BTW, a couple of thoughts came to me after considering this
issue awhile longer:
1. The really fundamental problem is that we don't update
SpecialJoinInfo's semi_operators/semi_rhs_exprs after discovering that
join-level comparisons of a particular value are unnecessary. We will
then not emit the actual join clause ("t1.a = t4.a" in this example),
but we still list t4.a as something that would need unique-ification.
I looked a little bit at whether it'd be reasonable to do that at the
end of construction of EquivalenceClasses, but I think it'd add a lot
more planning cycles than my v3 patch. A more invasive idea could be
to not compute semi_operators/semi_rhs_exprs at all until we've
finished building EquivalenceClasses. I'm not sure if that'd be
adequately cheap either, but maybe it would be.
2. Another thing that's a bit worrisome is the recognition that
a3179ab69's logic for reconstruction of attr_needed might produce
different results than we had to begin with. It's not necessarily
worse: in the particular case we're considering here, the results
are arguably better. But it's scary to think that if there are
any other bugs in that code, we will only find them in queries that
use join removal. That's not a recipe for thorough test coverage.
I wonder if it could be sane to delete the existing logic that builds
attr_needed during initial jointree deconstruction, and instead
always fill attr_needed by running the new "reconstruction" logic.

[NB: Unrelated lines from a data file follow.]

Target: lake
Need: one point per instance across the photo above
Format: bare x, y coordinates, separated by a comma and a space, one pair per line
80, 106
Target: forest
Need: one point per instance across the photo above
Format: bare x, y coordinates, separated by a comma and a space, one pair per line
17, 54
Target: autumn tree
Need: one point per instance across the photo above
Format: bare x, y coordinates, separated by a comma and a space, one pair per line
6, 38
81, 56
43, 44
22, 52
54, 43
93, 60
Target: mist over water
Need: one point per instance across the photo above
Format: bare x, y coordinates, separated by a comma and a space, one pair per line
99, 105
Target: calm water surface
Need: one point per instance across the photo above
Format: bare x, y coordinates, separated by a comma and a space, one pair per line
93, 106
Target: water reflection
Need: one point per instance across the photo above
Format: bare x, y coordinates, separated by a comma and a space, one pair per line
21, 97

The trouble with that is we'd have to do it just before starting
join removal, and then again after each successful join removal,
since join removal itself depends on the attr_needed results.
It seems likely that that would net out slower than the current
code. But maybe the difference would be small.
I'm not planning to work on either of these ideas right now,
but I thought I'd put them out there in case someone else is
interested.
regards, tom lane